Given their rejection of the kind of “moral timidity” Burke recommended, it is not surprising to observe that originalism’s critics are willing to walk a razor’s edge between the best regime and “tyranny.” For the use of their own methods, the authors acknowledge, amounts to tyranny when it arrives at incorrect outcomes. One of the great benefits of constitutionalism is precisely that it helps prevent the misguided pursuit of the good from devolving into tyranny.

We are to have a regime that empowers the wise and philosophic—those who have access to the highest understanding of the human good. And if those with such authority fail to understand it accurately, fail to apply it properly, or fail to see the unintended consequences of their pursuit, we are left with tyranny.

Flight 93 Jurisprudence

On the surface, the authors are quite adamant that what they describe is a more genuinely conservative constitutionalism. Yet they hint that this might not be what we typically think of as constitutionalism by linking to an article by Hammer in which he declares that the question for the future is “how best to deliberate in pursuit of justice in a post-constitutional age.” That more accurately describes the project to displace originalism.

They also acknowledge that their proposals are not particularly conservative. The real reason we must adopt such a combative approach is that we need a revolution: “Perhaps ‘conservative’ is no longer the right word to describe how such a political effort must operate at a time in which a corrupt, desiccated liberalism is the true ‘norm,’” they concede. “But this is a problem of semantics. The word now suffers from the fact that so-called conservatives have failed to conserve anything meaningful.”

This last claim shows why the conservative label is not simply a problem of semantics. Burke cautioned against “pulling down an edifice, which has answered in any tolerable degree for ages the common purposes of society.” Originalism’s critics, though, look not to the tolerable but to the ideal, and seem disinclined to work within the unfortunate realities of life in the 21st-century West to preserve the valuable things that remain and plant the seeds of long-term cultural renewal. Our only option is a last, desperate grasp for the levers of power.

Such critics can be forgiven for their pessimism, but if they truly believe that the conservative legal movement has conserved nothing meaningful, or that there is nothing left that our constitution as written can yet conserve, imagination may be lacking.

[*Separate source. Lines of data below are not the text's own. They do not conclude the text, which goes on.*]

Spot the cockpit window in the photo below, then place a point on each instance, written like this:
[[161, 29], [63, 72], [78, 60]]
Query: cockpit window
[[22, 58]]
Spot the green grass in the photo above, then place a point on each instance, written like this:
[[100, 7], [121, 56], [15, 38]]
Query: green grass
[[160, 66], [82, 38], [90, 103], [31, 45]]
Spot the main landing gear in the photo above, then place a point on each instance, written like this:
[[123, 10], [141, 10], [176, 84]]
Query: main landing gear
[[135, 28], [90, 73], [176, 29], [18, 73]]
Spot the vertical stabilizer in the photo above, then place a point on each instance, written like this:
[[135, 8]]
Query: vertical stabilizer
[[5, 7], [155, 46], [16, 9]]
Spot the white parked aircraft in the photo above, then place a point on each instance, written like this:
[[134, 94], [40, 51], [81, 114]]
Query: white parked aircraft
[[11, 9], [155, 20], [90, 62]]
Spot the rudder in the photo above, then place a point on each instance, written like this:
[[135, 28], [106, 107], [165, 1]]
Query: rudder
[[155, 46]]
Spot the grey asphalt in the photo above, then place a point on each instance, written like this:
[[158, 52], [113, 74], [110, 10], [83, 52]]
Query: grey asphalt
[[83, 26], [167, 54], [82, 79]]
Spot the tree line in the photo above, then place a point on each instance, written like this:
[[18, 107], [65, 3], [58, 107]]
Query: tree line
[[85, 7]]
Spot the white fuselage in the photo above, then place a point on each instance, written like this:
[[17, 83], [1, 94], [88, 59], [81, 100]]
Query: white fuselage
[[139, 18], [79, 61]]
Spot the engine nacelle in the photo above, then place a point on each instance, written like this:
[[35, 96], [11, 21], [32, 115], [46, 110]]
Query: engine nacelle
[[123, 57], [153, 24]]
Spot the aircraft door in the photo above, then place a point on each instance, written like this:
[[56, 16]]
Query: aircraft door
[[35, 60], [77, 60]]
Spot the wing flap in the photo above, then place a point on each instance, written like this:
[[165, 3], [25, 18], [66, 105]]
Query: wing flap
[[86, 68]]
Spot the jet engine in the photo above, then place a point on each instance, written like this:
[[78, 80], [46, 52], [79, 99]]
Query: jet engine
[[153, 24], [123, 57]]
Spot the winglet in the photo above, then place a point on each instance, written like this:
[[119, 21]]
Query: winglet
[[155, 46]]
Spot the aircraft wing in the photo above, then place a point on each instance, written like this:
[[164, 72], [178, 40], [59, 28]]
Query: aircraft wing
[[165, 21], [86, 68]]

In 2016, an argument on similarly apocalyptic premises was made that the conservative principles of restraint, civility, and consistency were preventing them from “fighting back” against the forces that were destroying the republic. After taking the advice of the “Flight 93 Election” and pinning their hopes on Donald Trump, conservatives are even more scattered and overwhelmed than they were five years ago. And they are morally compromised after years of exchanging principle for advantage. The argument for a Flight 93 jurisprudence may have a nobler ambition and a slightly more plausible savior, but it will take the same flight path.